Sonra lokmayı batırıp Simun İskariot’un oğlu Yahuda’ya verdi. Yahuda lokmayı alır almaz Şeytan onun içine girdi. İsa da ona, “Yapacağını tez yap!” dedi. (Yuhanna 13:26b-27)
Nazikçe bir davranıştı bu. Yahudi kültüründe birini onurlandırmak için bir parça ekmek tabaktaki sosa batırılarak kişiye uzatılırdı. İsa Mesih bu bayramın odak noktası olduğu için, Yahuda iki kez onurlandırılmıştı. İsa Mesih, onu onurlandırmayı bütün öğrencilerinin önünde yapmıştı. Ardından “Yapacağını tez yap” diye buyurdu.
Sanki Yahuda’ya son bir şans veriyordu İsa Mesih. Yahuda’nın Rab’be ihanet etmek için talep ettiği para çoktan eline sayılmıştı bile. Mesih bunu biliyordu. Matta 26.bölümden öğreniyoruz ki Yahuda da zaten Mesih’in bildiğini biliyordu; zaten Mesih söylemişti bunu. Öyle bir durumda bile İsa Mesih, “Yapacağını tez yap!” demişti.

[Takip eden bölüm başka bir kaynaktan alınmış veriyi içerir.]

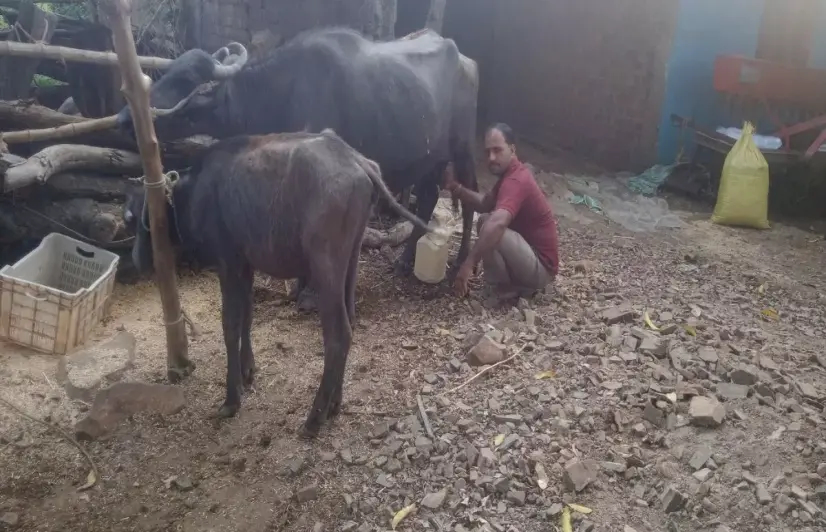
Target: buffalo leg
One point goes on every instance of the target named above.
(466, 174)
(247, 358)
(337, 334)
(232, 301)
(428, 195)
(352, 280)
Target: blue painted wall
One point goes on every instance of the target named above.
(705, 29)
(817, 59)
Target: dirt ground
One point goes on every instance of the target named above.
(506, 451)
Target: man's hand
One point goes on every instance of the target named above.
(462, 281)
(449, 182)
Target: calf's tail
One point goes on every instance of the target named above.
(374, 173)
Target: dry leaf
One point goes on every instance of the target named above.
(91, 480)
(566, 520)
(541, 477)
(401, 514)
(580, 509)
(770, 313)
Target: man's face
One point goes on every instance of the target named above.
(498, 152)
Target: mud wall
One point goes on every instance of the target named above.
(586, 75)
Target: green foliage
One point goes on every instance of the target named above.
(45, 81)
(79, 10)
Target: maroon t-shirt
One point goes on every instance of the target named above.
(519, 194)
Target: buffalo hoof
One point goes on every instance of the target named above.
(228, 410)
(307, 301)
(248, 376)
(176, 374)
(310, 430)
(403, 268)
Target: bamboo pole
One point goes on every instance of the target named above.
(136, 90)
(64, 53)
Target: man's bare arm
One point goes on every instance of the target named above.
(475, 200)
(489, 236)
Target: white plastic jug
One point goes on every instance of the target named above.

“Ne yapacaksın Yahuda?” der gibiydi. Hâlâ bir seçim yapabilirsin. Şu an elinde ekmek varken bile seçimini yapabilirsin. Diğer öğrencilerin hakkında düşündüklerinin tersini yapabilirsin. Çık dışarı, fakirlere yemek dağıt veya sofraya bir şeyler getir. Burada kalıp yemeğini yiyerek vaktini bizimle de geçirebilirsin. Böylece diğerleri gibi bağışlanma alırsın. Seçim yapma şansın hâlâ var.
Mesih Yahuda’yı da sevdi. Yine de özgür iradesini elinden almadı; ihanet ya da sadakatten birini seçmek onun kendi elindeydi. İsa Mesih bizlerin de elinden özgürlüğümüzü almıyor. Armağanlarıyla, Rab’bin sofrasındaki bedeni ve kanıyla, ekmek ve şarapla sevgiye çağırıyor bizi. “Zaman kısa. Bana tâbi olarak imanda kalıp bağışlanma lütfundan almak ister misin? Ne yapacaksan tez yap” diyor bizlere de.
GÜNÜN DUASI: Sevgili Rab’bim, kalbimi sana yönelterek sevginde kalmamı sağla. Beni her an kendinde tut. Amin.